Eh bien, c’est compréhensible, pensa Yuuto avec ironie. L’idée était tout à fait normale pour quelqu’un du 21e siècle, mais elle devait avoir l’air complètement bizarre pour une personne de cette époque.

« Ce sera gratuit. Les salaires des enseignants, les fournitures, l’entretien — tous ces frais seront pris en charge par le Clan du Loup, » expliqua Yuuto.

« Q-Quoi ? E-Euh, Grand Frère, il est vrai que grâce à tes énormes efforts, le Clan du Loup est aujourd’hui incomparablement plus prospère qu’avant. Mais même ainsi, je ne pense pas que nous ayons assez d’argent pour nous le permettre..., » déclara Félicia.

« Eh oui, grâce au verre. Tu as vu à quel point tout le monde était fou à cause de ça dans le bazar tout à l’heure. Cela va nous rapporter un bénéfice énorme, bien plus important que celui du papier, » déclara Yuuto.

« Je vois... C’est vrai... Toutefois, pour parler franchement, je pense que c’est un plan à très long terme en matière de résultats. Je ne vois pas comment cela peut contribuer à notre dilemme actuel avec notre manque de personnel... »

« Tu as raison, mais c’est un problème en soi, et j’ai l’intention d’y travailler séparément. Mais d’où je viens, il y a quelques dictons appropriés pour des moments comme celui-ci. Le premier est “la hâte entraîne du gaspillage”, et le second est “le chemin le plus long est le chemin le plus court pour rentrer chez soi”, » déclara Yuuto.

Souvent, lorsqu’ils étaient confrontés à un problème difficile, beaucoup de personnes avaient tendance à retarder l’accomplissement de la tâche la plus difficile qui permettrait de résoudre la cause principale du problème, et à la place, ils concentraient sur la prise de mesures immédiates et de mesures palliatives.

Mais si l’on continuait à ne produire que des solutions incomplètes et temporaires, le problème s’aggraverait au fil du temps jusqu’à ce qu’il n’y ait plus aucune mesure palliative et qu’on ne puisse plus rien faire.

Cela ne faisait qu’un peu plus d’un an que Yuuto était devenu patriarche, mais il ne le savait déjà que trop bien.

C’était vrai qu’il voulait désespérément mettre la main sur de nouvelles recrues talentueuses pour son administration, mais elles n’allaient pas de sitôt surgir pour lui.

« Donc, pour commencer, je suppose que nous devrions nous en tenir à la lecture, à l’écriture et à l’arithmétique de base pour tout le monde, et à un entraînement au combat pour les garçons. » Yuuto regarda dans le vide, comptant les sujets nécessaires avec ses doigts.

L’idée d’enseigner à de jeunes enfants innocents quelque chose d’aussi violent et brutal que le combat ne le mettait pas vraiment à l’aise, mais Yggdrasil était un monde de puissance, où le fort prenait ce qu’il voulait aux faibles qui ne pouvaient résister.

Yuuto avait déjà envoyé ses armées à plusieurs reprises, pour défendre le territoire du Clan du Loup.

« S’il ne possède pas la volonté et les moyens de se protéger par son propre pouvoir, alors, peu importe la grande nation, elle ne maintiendra pas longtemps sa paix et son indépendance.
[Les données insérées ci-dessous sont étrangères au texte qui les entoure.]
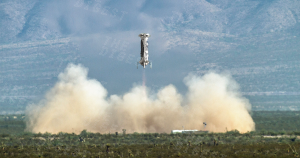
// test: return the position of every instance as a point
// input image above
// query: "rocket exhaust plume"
(76, 103)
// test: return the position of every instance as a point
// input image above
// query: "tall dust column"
(76, 103)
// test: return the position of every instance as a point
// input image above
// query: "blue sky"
(256, 41)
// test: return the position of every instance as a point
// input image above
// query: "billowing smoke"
(76, 103)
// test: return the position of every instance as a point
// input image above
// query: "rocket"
(144, 50)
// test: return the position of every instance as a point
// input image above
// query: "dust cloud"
(76, 103)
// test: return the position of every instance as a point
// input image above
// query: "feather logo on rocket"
(144, 50)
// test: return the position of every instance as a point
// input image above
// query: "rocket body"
(144, 49)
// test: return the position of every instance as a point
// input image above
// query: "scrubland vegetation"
(276, 135)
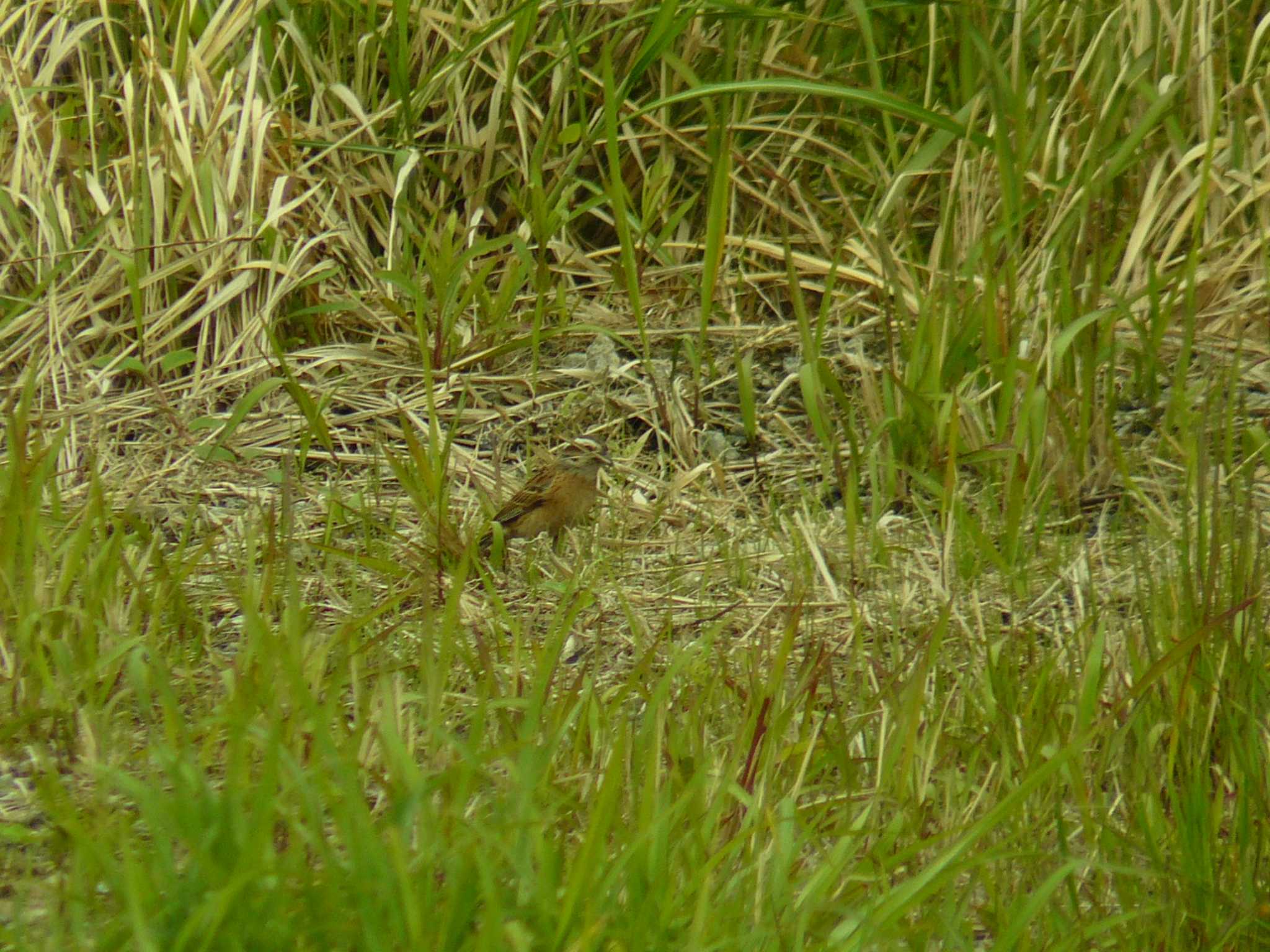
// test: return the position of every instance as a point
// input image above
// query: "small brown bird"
(557, 495)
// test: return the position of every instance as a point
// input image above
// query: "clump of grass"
(926, 606)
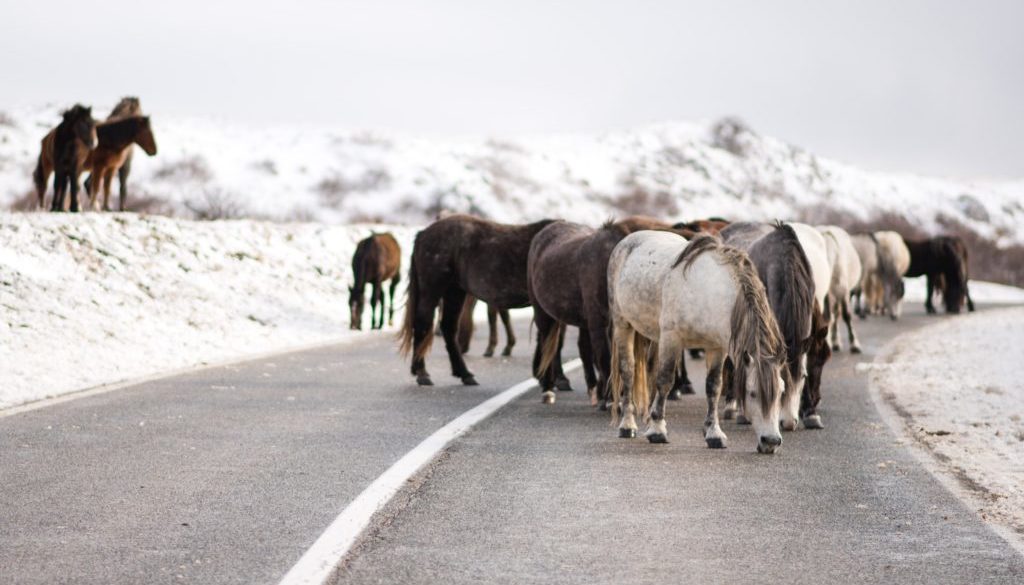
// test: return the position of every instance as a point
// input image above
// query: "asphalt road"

C’est parce que, incapable de compter sur son propre pouvoir pour se protéger, elle ne peut compter que sur la fortune. » C’était une citation de sa bible sur la politique, Le Prince de Nicolas Machiavel.

En fin de compte, la préparation du prochain conflit à venir était absolument nécessaire dans ce monde déchiré par la guerre.

« Cela peut sembler loin d’être le cas en ce moment, » déclara Yuuto. « Mais si nous nous assurons de semer les graines dès maintenant, alors cinq ou dix ans plus tard, lorsque nous en récolterons les fruits, le Clan du Loup sera plus fort qu’il ne l’a jamais été auparavant. »

Et c’est une bonne assurance pour après mon retour au Japon, ajouta Yuuto dans ses pensées.

Les menaces du Clan de la Griffe et du Clan de la Corne étaient depuis finies. Les guerres avec le Clan du Sabot et le Clan de la Foudre qui avaient suivi avaient été inattendues, mais elles avaient entraîné la croissance et l’expansion du Clan du Loup.

En ce qui concerne Yuuto, il avait déjà plus qu’accompli la tâche que lui avait laissée son prédécesseur.

Il ne lui restait plus qu’à s’inquiéter de ce qui allait arriver au Clan du Loup après son retour chez lui.

Il souhaitait sincèrement que le clan puisse vivre dans la paix et la prospérité, même après son départ.

Ce n’était là qu’une raison de plus pour laquelle il voulait se préparer sur un si long terme.